Comandos de administración Qmail – Spam Plesk

Depending on the number of customers hosted on a server, find that account is sending spam can be difficult.

By Console we can see is the mail queue:

# /var/qmail/bin/qmail-qstat
messages in queue: 500
messages in queue but not yet preprocessed: 0

We 500 messages in the queue. Let the queue by qmail-read. Both queued mail without sending spam looks of.

# /var / qmail / bin / qmail-QReader
…

Examinamos el contenido de los mensajes en la cola usando el gestor de cola de correo de Plesk o bien el comando less. First we should find the message using qmail-qread, then the container file encontrarmos mail in / var / qmail / queue with the find command.

# /var/qmail/bin/qmail-read
[…]
20 John 2010 02:35:10 GMT #220458745 1552 <>
remote user@yahoo.com
[…]

#find /var/qmail/queue/ -name 220458745
/var/qmail/queue/mess/12/220458745
/var/qmail/queue/remote/12/220458745
/var/qmail/queue/info/12/220458745

# less /var/qmail/queue/mess/12/220458745

Received: (qmail 10728 invoked from network); 20 John 2010 02:35:10 +0100

Received: from unknown (HELO User) (90.91.92.93)

by domain.com with SMTP; 20 John 2010 02:35:10 +0100

Reply-To: <support@bankofamerica.com>

From: “PayPal”<support@bankofamerica.com>

Subject: Bank of america

Date: Tue, 20 John 2010 02:35:10 +0100

MIME-Version: 1.0

Content-Type: text/html;

charset=”Windows-1251″

Content-Transfer-Encoding: 7bit

X-Priority: 1

X-MSMail-Priority: High

X-Mailer: Microsoft Outlook Express 6.00.2600.0000

X-MimeOLE: Produced By Microsoft MimeOLE V6.00.2600.0000

[…]

Go, seem to have someone sending spam from the IP address: 90.91.92.93 (ip is a fictional example as mail data).
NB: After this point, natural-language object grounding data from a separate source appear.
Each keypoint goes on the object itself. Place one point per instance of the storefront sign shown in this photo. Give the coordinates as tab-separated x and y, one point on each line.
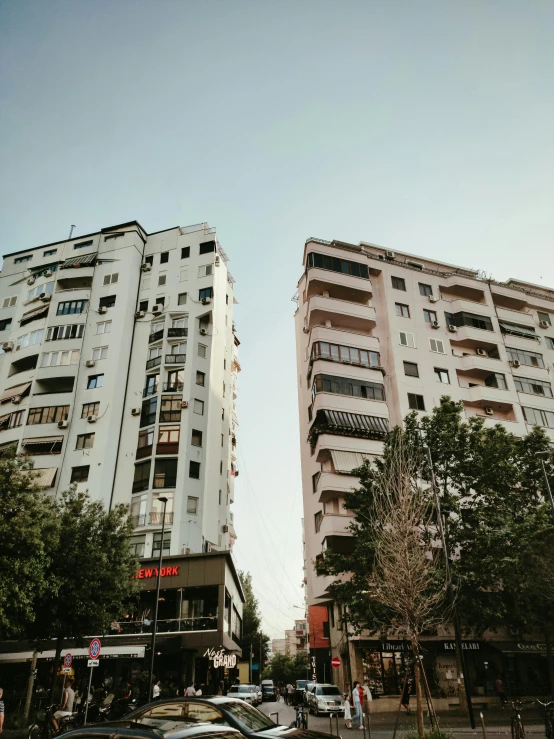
170	571
221	658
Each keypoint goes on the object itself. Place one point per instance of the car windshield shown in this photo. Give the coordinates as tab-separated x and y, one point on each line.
249	717
327	690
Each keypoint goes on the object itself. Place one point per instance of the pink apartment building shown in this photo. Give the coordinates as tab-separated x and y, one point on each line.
378	334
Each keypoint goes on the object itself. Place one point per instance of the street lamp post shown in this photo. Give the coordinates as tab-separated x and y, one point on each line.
155	624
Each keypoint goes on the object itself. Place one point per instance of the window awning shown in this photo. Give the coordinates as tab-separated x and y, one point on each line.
347	461
84	260
13	391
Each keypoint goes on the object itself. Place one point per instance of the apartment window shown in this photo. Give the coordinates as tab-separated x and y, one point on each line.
55	359
148	413
205	293
104	327
80	474
525	357
85	441
165	473
533	387
95	381
324	261
416	402
442	376
49	414
71	307
407	339
398	283
90	409
437	346
141	477
538	417
101	352
71	331
108	301
429	316
157	543
347	386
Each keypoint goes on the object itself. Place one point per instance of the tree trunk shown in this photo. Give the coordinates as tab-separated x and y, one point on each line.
30	686
417	680
59	647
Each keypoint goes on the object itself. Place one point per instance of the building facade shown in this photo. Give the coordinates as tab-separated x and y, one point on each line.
118	374
379	334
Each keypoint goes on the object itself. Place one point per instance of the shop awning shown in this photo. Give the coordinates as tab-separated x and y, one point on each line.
347	461
13	391
86	260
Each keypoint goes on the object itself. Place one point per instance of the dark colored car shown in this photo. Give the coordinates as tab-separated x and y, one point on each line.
219	710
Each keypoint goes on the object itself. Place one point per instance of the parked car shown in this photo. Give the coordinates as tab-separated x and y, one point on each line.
219	710
324	698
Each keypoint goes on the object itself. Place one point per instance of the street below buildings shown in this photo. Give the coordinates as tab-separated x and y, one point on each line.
497	723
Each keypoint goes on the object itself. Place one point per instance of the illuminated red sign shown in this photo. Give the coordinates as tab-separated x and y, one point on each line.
153	572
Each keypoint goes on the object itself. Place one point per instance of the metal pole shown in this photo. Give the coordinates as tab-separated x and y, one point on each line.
450	592
155	624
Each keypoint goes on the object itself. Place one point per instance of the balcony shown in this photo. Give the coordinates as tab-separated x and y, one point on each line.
174	333
175	358
340	313
154	362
Now we should remove these messages before they put us in the server ip blacklist.
Once removed, see that we still have the same messages.
It is time to use tcpdump to analyze the traffic of the ip that is giving us the can.
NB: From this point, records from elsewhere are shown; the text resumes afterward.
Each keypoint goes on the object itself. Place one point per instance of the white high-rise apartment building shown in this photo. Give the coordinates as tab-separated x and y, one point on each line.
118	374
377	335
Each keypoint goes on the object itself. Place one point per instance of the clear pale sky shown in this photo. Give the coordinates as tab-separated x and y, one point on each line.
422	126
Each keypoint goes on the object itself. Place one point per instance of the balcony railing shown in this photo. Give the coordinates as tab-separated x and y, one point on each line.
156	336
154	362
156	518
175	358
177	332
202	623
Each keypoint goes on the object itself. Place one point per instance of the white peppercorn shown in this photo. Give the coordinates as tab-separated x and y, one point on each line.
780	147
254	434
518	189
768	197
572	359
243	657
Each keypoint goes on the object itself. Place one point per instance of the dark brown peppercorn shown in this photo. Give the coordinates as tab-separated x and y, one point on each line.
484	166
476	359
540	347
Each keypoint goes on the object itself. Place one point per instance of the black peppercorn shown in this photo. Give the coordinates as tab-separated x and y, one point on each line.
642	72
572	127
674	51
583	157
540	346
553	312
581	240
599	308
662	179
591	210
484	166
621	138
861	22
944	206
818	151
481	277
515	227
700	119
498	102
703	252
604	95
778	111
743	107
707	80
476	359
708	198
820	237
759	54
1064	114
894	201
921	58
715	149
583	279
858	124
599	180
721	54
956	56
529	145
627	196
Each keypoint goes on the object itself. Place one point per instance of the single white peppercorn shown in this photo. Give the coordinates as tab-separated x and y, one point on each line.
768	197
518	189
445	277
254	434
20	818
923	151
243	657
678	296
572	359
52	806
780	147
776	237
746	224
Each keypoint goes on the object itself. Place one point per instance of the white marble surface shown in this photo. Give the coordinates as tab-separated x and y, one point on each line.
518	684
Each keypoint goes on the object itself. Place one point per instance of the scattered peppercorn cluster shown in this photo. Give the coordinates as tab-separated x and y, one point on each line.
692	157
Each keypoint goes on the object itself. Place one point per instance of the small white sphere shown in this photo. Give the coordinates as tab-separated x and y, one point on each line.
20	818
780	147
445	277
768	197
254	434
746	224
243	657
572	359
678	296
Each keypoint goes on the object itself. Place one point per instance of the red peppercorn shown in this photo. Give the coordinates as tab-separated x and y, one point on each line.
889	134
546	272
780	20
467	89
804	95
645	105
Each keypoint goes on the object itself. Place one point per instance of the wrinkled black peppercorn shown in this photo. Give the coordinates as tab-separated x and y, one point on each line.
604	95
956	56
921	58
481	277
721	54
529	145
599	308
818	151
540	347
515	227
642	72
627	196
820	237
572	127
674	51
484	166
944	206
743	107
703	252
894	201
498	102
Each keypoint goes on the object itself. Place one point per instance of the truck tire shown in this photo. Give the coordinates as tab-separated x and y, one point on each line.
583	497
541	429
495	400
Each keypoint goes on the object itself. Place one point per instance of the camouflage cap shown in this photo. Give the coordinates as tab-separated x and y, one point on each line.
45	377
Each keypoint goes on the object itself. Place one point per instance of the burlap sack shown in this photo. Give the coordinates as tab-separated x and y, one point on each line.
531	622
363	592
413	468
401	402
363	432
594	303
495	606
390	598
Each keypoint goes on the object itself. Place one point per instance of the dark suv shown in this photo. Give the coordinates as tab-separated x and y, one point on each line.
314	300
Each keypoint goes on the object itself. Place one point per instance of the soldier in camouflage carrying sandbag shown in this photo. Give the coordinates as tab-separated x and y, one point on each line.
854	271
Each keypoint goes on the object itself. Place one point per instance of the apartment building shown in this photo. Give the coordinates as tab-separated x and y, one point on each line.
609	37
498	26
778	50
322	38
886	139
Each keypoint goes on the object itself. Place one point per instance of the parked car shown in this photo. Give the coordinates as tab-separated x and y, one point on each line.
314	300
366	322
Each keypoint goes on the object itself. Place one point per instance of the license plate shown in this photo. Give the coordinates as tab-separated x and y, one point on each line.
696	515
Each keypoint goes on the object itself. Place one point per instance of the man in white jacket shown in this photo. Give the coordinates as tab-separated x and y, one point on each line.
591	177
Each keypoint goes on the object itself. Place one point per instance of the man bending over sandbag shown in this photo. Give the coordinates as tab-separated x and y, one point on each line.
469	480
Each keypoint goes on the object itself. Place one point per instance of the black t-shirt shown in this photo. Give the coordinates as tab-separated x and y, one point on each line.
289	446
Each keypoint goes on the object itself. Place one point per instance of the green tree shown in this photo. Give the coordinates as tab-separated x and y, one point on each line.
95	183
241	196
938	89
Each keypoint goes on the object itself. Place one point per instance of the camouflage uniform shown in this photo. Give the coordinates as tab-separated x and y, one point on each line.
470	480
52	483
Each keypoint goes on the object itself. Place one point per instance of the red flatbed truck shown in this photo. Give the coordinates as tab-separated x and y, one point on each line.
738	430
# tcpdump -i eth0 -n src 90.91.92.93 \or dst 90.91.92.93 -w smtp.tcpdump -s 2048

This analyze all incoming and outgoing traffic of the ip and store it in a file called smtp.tcpdump, which is then analyzed using the less command.

220 server.domain.com ESMTP
helo User
250-server.domain.com
250-AUTH=LOGIN CRAM-MD5 PLAIN
250-AUTH LOGIN CRAM-MD5 PLAIN
250-STARTTLS
250-PIPELINING
250 8BITMIME
AUTH LOGIN
334 VXNlcm5hbWU6
dGVzdA==
334 UGFzc3dvcmQ6
MTIzNDU=
235 go ahead

Quizá esté algo más enrevesado o con caracteres de otra codificación, but what we have to look beneath the numbers 334, and find username and password.
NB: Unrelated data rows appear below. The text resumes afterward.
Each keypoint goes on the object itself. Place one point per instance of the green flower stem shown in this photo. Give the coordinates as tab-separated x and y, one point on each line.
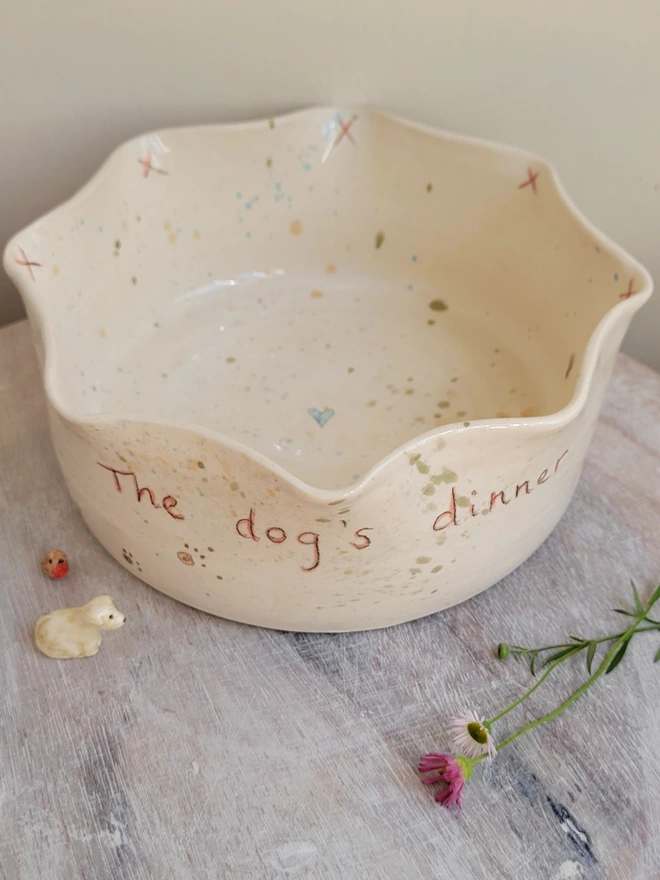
557	662
578	693
525	695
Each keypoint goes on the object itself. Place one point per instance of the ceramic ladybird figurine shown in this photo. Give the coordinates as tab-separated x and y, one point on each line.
55	565
76	632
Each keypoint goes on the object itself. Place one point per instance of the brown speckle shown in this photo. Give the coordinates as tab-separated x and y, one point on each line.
571	362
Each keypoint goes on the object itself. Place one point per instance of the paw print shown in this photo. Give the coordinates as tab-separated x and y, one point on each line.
192	556
129	558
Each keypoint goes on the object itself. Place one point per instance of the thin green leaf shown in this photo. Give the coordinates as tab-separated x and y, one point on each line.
654	598
591	652
618	657
563	653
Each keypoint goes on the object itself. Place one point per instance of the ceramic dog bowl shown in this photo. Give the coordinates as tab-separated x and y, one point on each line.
331	371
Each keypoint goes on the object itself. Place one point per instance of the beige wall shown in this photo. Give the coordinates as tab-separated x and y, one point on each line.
575	80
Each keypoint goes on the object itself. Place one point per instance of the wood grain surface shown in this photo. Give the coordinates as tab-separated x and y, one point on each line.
192	747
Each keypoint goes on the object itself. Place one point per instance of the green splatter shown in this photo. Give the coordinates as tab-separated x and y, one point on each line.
446	476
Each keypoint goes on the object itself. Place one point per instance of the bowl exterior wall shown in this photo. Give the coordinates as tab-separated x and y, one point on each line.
436	524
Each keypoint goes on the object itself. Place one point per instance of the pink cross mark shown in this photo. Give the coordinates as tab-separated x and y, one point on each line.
629	292
27	263
531	180
148	164
345	131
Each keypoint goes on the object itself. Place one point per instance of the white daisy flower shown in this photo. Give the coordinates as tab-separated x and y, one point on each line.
471	736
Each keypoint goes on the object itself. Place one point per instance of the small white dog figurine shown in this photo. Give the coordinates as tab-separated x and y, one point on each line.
76	632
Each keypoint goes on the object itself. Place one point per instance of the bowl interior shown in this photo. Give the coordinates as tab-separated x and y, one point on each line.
322	288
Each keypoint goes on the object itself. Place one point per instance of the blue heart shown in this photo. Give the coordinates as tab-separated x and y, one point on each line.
321	417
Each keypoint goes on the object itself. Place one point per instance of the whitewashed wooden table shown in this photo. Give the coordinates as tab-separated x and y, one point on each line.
192	747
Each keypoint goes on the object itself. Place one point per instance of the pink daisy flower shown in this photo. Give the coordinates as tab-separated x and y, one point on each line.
450	770
472	737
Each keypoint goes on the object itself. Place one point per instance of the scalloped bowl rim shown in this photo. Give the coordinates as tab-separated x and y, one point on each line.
625	308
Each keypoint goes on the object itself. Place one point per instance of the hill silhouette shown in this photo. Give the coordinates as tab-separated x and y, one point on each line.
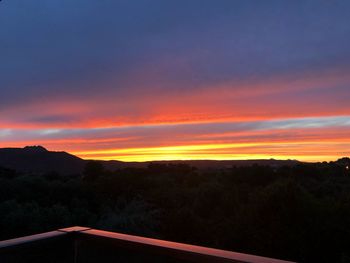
38	159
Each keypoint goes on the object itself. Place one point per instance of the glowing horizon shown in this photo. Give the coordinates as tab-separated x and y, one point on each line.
162	80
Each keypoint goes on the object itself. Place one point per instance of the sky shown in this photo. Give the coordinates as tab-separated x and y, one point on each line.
187	79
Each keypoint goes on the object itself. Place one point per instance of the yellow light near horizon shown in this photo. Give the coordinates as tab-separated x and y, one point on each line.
229	151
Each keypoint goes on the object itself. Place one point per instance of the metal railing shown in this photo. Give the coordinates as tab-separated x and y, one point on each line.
81	244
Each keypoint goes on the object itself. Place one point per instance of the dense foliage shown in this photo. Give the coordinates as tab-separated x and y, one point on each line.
298	213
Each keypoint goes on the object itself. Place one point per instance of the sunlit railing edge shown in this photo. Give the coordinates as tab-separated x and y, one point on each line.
183	251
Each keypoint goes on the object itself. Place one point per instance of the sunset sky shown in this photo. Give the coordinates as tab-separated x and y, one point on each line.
187	79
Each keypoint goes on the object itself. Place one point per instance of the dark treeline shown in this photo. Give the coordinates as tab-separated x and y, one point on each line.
299	213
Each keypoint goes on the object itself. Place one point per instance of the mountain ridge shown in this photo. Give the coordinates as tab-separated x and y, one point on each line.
38	159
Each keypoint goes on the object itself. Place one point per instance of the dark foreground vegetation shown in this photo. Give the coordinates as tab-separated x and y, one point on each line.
299	213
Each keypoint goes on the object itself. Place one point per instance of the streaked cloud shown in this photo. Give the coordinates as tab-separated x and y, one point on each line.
140	80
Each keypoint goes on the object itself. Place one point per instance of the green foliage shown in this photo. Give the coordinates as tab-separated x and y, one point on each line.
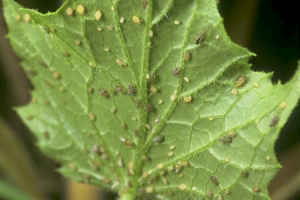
150	98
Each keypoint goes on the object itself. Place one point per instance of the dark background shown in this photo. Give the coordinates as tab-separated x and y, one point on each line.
268	28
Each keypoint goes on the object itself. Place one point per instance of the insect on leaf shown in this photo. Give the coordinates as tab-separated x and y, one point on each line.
128	100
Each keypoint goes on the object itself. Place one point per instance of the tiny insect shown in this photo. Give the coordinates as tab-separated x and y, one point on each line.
176	72
201	37
104	93
120	89
131	89
240	82
214	180
274	121
159	139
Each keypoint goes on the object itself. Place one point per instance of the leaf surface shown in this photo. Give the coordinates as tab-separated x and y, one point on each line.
150	98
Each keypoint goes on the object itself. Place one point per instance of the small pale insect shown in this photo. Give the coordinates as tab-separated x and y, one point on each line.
214	180
245	174
241	81
158	139
98	15
187	99
187	56
186	79
136	19
176	22
209	193
182	186
256	84
176	72
18	17
256	189
27	18
104	93
69	11
80	9
282	105
92	117
274	121
77	42
201	37
145	3
131	89
235	92
151	34
149	189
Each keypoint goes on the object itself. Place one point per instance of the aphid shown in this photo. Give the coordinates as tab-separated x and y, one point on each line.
69	11
18	17
235	92
92	117
214	180
209	193
187	56
104	93
176	72
145	3
256	189
120	89
98	15
56	75
182	186
240	82
159	139
96	149
274	121
138	103
149	189
148	108
245	174
201	37
176	22
256	84
282	105
131	89
170	154
80	9
77	42
187	99
129	143
159	166
136	19
27	18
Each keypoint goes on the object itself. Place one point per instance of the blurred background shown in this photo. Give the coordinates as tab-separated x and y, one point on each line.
268	28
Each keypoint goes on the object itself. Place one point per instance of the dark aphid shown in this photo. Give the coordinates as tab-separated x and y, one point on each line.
159	139
227	139
138	103
201	37
131	89
245	174
240	82
148	107
274	121
145	3
214	180
256	189
120	89
176	72
104	93
152	78
209	193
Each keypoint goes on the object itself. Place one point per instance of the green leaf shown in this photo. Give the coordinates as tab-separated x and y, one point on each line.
150	98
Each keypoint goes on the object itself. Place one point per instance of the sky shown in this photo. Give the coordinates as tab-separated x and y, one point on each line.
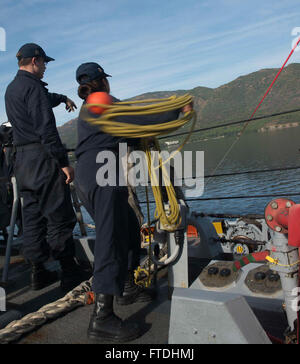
148	45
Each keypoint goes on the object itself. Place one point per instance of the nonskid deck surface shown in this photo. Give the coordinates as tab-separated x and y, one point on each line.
71	327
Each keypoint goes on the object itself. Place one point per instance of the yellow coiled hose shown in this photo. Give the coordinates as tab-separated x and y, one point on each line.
169	219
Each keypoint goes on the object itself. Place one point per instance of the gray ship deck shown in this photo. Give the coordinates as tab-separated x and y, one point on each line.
71	327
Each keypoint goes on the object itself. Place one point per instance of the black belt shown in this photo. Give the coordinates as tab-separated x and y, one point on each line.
29	146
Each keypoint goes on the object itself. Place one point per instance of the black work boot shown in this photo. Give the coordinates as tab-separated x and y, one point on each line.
41	277
134	293
72	274
105	325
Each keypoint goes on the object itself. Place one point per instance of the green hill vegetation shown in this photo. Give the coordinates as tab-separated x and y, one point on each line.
233	101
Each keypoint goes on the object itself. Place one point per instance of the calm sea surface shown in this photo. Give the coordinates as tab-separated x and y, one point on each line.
256	151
We proceed to decode these strings using perl:

#perl –MIME::Base64 -e ‘print decode_base64(“dGVzdA==”)’
#perl –MIME::Base64 -e ‘print decode_base64(“MTIzNDU=”)’

This will reveal the user and password that has been authenticated that spammer and review the server, because a customer has created a user named "test" with contrasela "12345"

# mysql -uadmin -p`cat /etc/psa/.psa.shadow` psa
[…]
mysql> SELECT m.mail_name, d.name, a.password FROM mail AS m LEFT JOIN (domains AS d, accounts AS a) ON (m.dom_id = d.id AND m.account_id = a.id) WHERE m.mail_name=’test’ AND a.password=’12345′;
+———– ———— ———-
| mail_name | name | password |
+———– ———— ———-
| test | example.com | 12345 |
+———– ———— ———-
1 row in set (0.01 sec)

Well, now proceed to delete the account and repeat customer "NO PASSWORD MUST USE UNSAFE"

Se recomienda que se active en el servidor lo siguiente:

Server Settings > Mail > Check the passwords for mailboxes in the vocabulary.